I would like some clarification. Correct me if wrong, but I think
this entire paragraph is really meant to be about the perspective
from a modularized JAR? If a module has package A, and the
unnamed module has package A, then of course the module's package
A should win.

However, if it is meant to be absolute language, then I
disagree.

The unnamed module should be coherent among itself. If the
unnamed module has package B and relies on classes from package
A, it should still be able to see its own package A. I don't
think modules should be able to impact how the unnamed module
sees itself.
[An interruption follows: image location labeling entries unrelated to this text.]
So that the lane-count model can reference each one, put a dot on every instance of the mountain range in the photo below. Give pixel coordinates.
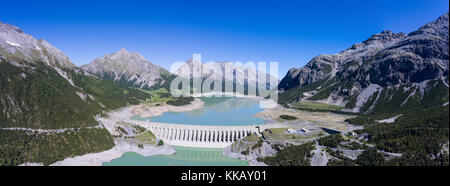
(412, 68)
(130, 68)
(389, 74)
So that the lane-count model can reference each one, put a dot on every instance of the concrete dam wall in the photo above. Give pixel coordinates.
(198, 135)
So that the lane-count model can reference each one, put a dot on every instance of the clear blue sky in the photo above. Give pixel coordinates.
(289, 32)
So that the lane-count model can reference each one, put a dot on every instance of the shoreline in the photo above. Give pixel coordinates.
(121, 147)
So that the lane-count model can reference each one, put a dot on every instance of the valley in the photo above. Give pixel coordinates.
(381, 102)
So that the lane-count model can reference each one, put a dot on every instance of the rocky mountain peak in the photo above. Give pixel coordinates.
(9, 28)
(385, 36)
(129, 67)
(17, 46)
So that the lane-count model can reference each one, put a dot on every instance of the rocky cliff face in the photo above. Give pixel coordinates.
(228, 72)
(385, 61)
(17, 46)
(129, 68)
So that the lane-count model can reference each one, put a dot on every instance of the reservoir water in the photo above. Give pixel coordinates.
(184, 156)
(217, 111)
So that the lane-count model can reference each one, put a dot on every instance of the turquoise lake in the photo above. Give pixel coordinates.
(184, 156)
(218, 111)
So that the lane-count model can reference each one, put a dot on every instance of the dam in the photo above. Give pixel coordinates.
(198, 135)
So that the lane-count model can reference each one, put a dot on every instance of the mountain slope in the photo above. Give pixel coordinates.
(48, 105)
(130, 68)
(388, 69)
(226, 72)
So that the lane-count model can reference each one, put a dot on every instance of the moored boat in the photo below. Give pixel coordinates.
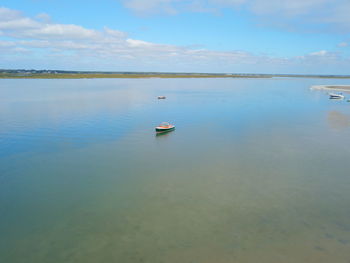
(336, 96)
(164, 127)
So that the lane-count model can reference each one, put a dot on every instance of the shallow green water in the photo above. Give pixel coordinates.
(257, 170)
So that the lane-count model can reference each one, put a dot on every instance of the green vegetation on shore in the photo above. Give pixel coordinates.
(104, 75)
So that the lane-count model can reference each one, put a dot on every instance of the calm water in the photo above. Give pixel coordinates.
(257, 170)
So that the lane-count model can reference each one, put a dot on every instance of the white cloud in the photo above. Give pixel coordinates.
(343, 44)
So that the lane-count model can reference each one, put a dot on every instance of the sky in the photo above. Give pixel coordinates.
(214, 36)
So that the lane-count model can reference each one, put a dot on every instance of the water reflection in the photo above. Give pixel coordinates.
(84, 177)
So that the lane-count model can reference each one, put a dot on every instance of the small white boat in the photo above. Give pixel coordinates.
(336, 96)
(165, 126)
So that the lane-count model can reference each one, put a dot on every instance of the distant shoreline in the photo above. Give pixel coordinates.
(119, 76)
(51, 74)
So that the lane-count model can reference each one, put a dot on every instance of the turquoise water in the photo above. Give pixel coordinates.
(257, 170)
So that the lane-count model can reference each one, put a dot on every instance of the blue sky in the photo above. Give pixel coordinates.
(245, 36)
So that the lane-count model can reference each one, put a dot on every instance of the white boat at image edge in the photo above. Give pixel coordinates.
(336, 96)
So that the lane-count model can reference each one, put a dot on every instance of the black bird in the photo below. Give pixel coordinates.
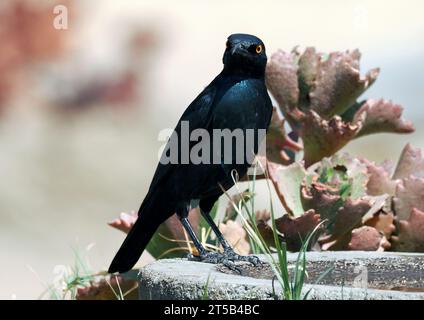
(236, 99)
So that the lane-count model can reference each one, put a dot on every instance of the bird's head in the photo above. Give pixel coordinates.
(245, 54)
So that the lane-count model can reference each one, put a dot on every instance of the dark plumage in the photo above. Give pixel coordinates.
(236, 99)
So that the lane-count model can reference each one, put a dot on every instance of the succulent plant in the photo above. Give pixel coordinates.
(333, 189)
(366, 206)
(317, 94)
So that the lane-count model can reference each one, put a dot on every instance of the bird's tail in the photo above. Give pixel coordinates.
(152, 213)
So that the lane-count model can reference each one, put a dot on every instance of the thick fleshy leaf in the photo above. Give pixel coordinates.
(348, 218)
(287, 181)
(281, 79)
(383, 222)
(411, 162)
(235, 234)
(379, 181)
(317, 198)
(382, 116)
(322, 138)
(278, 142)
(296, 230)
(409, 195)
(411, 233)
(368, 238)
(339, 83)
(307, 72)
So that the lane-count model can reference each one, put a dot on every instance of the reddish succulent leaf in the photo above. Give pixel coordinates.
(379, 180)
(277, 141)
(296, 230)
(307, 72)
(348, 218)
(281, 79)
(367, 238)
(236, 236)
(318, 199)
(409, 195)
(411, 162)
(286, 181)
(382, 116)
(411, 233)
(323, 138)
(339, 83)
(383, 222)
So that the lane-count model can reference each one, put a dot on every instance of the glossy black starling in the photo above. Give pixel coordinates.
(236, 99)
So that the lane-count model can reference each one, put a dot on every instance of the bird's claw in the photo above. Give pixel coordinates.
(227, 258)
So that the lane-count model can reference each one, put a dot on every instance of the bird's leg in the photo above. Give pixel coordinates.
(204, 255)
(228, 251)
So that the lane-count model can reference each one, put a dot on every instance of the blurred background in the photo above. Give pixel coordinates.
(81, 107)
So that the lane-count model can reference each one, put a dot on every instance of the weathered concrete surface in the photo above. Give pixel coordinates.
(182, 279)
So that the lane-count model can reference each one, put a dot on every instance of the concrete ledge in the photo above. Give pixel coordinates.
(182, 279)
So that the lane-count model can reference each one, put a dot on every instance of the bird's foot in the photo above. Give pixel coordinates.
(227, 258)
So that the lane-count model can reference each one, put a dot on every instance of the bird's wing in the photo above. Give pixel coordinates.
(198, 114)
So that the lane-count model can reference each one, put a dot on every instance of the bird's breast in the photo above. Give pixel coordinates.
(243, 106)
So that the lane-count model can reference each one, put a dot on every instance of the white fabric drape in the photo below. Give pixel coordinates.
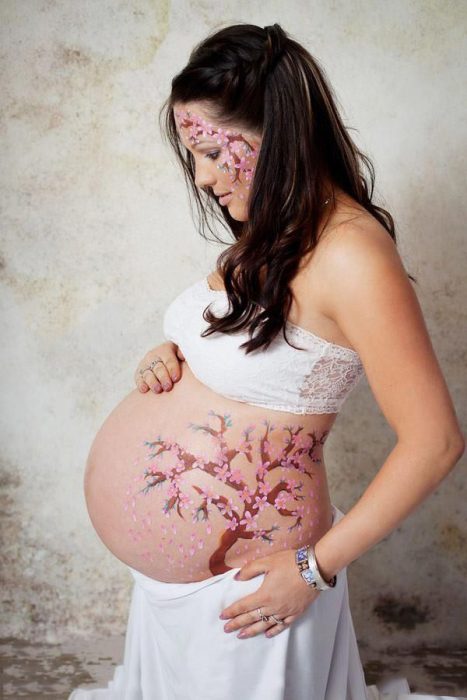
(176, 649)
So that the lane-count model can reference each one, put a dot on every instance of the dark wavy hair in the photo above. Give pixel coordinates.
(264, 81)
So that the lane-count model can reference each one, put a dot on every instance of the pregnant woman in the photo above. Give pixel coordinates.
(219, 468)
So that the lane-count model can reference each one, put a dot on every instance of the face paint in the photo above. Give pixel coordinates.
(237, 158)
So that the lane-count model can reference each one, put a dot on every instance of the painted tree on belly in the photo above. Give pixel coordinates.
(296, 453)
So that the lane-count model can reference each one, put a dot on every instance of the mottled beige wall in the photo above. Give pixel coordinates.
(97, 238)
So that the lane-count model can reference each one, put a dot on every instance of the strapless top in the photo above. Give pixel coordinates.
(316, 379)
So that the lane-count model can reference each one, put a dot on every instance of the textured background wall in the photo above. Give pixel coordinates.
(97, 238)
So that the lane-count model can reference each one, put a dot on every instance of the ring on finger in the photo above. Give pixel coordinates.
(268, 618)
(151, 366)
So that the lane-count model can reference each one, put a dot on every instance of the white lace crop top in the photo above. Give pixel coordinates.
(315, 380)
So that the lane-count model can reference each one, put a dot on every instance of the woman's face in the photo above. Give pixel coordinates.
(225, 159)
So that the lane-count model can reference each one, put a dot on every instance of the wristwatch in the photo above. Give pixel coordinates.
(308, 567)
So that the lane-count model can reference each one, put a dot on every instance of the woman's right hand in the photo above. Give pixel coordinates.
(163, 374)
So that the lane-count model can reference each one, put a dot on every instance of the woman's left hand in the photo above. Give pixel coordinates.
(283, 593)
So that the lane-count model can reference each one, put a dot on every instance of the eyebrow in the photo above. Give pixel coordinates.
(205, 143)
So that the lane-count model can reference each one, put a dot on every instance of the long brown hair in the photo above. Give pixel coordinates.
(264, 81)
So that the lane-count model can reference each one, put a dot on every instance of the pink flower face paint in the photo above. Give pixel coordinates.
(237, 156)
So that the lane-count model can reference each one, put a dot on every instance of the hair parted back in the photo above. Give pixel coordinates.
(262, 80)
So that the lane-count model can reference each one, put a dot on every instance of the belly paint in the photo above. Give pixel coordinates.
(259, 487)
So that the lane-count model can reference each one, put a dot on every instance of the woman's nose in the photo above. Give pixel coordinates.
(204, 177)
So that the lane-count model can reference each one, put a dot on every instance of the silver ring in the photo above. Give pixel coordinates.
(276, 620)
(151, 366)
(264, 618)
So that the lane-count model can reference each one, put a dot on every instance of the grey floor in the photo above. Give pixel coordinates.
(50, 672)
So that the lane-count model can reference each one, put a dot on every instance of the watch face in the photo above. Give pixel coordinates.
(308, 576)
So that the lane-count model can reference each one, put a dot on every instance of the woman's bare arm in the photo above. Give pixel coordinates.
(373, 302)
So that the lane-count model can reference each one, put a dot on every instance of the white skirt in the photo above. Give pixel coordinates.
(176, 649)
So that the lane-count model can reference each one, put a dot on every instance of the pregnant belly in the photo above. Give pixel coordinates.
(187, 484)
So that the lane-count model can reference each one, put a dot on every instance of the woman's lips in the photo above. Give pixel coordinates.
(225, 199)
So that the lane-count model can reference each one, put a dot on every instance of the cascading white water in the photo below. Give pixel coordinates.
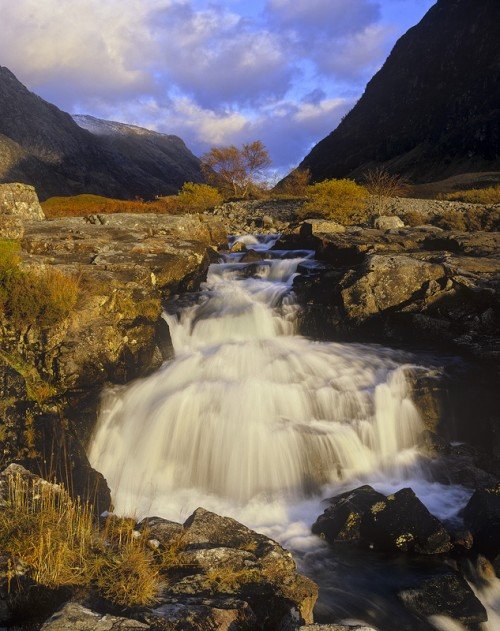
(248, 409)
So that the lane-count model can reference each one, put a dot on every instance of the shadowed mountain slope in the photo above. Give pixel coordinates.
(43, 146)
(433, 110)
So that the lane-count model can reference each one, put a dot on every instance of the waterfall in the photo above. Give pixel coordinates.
(248, 408)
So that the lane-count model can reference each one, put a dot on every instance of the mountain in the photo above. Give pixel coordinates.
(44, 146)
(433, 110)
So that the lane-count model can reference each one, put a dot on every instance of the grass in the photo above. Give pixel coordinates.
(192, 198)
(39, 298)
(57, 537)
(489, 195)
(343, 201)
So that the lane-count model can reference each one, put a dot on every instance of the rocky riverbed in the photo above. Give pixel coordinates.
(421, 288)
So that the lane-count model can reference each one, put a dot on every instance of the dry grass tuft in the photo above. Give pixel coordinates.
(490, 195)
(58, 539)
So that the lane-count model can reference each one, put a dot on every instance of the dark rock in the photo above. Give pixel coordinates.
(344, 519)
(203, 614)
(251, 256)
(396, 523)
(273, 588)
(162, 530)
(444, 595)
(75, 616)
(482, 518)
(22, 600)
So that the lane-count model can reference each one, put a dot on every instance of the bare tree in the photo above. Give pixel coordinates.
(234, 169)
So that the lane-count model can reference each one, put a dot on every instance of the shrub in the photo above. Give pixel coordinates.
(341, 200)
(381, 183)
(57, 537)
(196, 198)
(27, 297)
(490, 195)
(295, 184)
(451, 220)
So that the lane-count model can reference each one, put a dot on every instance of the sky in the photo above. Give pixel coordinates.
(213, 72)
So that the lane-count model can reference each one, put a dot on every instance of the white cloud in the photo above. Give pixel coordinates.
(213, 75)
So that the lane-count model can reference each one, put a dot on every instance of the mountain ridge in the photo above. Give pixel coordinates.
(44, 146)
(432, 110)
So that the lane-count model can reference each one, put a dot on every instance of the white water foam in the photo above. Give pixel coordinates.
(255, 422)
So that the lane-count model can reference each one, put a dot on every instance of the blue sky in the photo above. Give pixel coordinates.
(213, 72)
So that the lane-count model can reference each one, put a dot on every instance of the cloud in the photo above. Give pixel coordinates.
(214, 72)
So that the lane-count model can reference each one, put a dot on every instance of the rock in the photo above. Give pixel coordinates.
(444, 595)
(335, 627)
(403, 523)
(238, 246)
(163, 530)
(388, 223)
(482, 517)
(78, 618)
(21, 598)
(387, 282)
(344, 519)
(251, 256)
(201, 614)
(269, 581)
(21, 201)
(396, 523)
That's a surprising situation.


The unnamed module is not a root module during resolution. If
your main class is in the unnamed module (i.e. you did java -jar
MyApp.jar rather than java -m MyApp), then the module graph is
created by resolving various root modules (what are they?
separate discussion) and only then is the unnamed module hooked
up to read every module in the graph.

Hope we're OK so far.

If some named module in the graph exports package A (more than
one module exporting A? separate discussion), then since the
unnamed module reads that named module, the unnamed module will
access A.* types from that named module.

It's hard to imagine the unnamed module NOT accessing A.* types
from that named module. Primarily, we need to avoid a split
package situation where code in the unnamed module sometimes
accesses A.* types from the named module and sometimes from the
unnamed module.

You might say, OK, let code in the unnamed module exclusively
access A.* in the unnamed module rather than exclusively access
A.* in the named module. Then you have two problems:

1. There are issues for named modules in the same class loader
as the unnamed module -- such named modules MUST get A.* from the
named module rather than the unnamed module, and the class
loading mechanism is incapable of switching based on accessor.
It'll be common for named modules to exist in the same class
loader as the unnamed module, as modular JARs on the modulepath
and non-modular JARs on the classpath all end up in the
application class loader (modular JARs as named modules;
non-modular JARs jointly as the unnamed module).

2. While the module system is sure that package A exists in the
named module, how would the module system possibly know that
package A exists in the unnamed module? Scanning every class file
in every non-modular JAR on the classpath at startup sounds bad.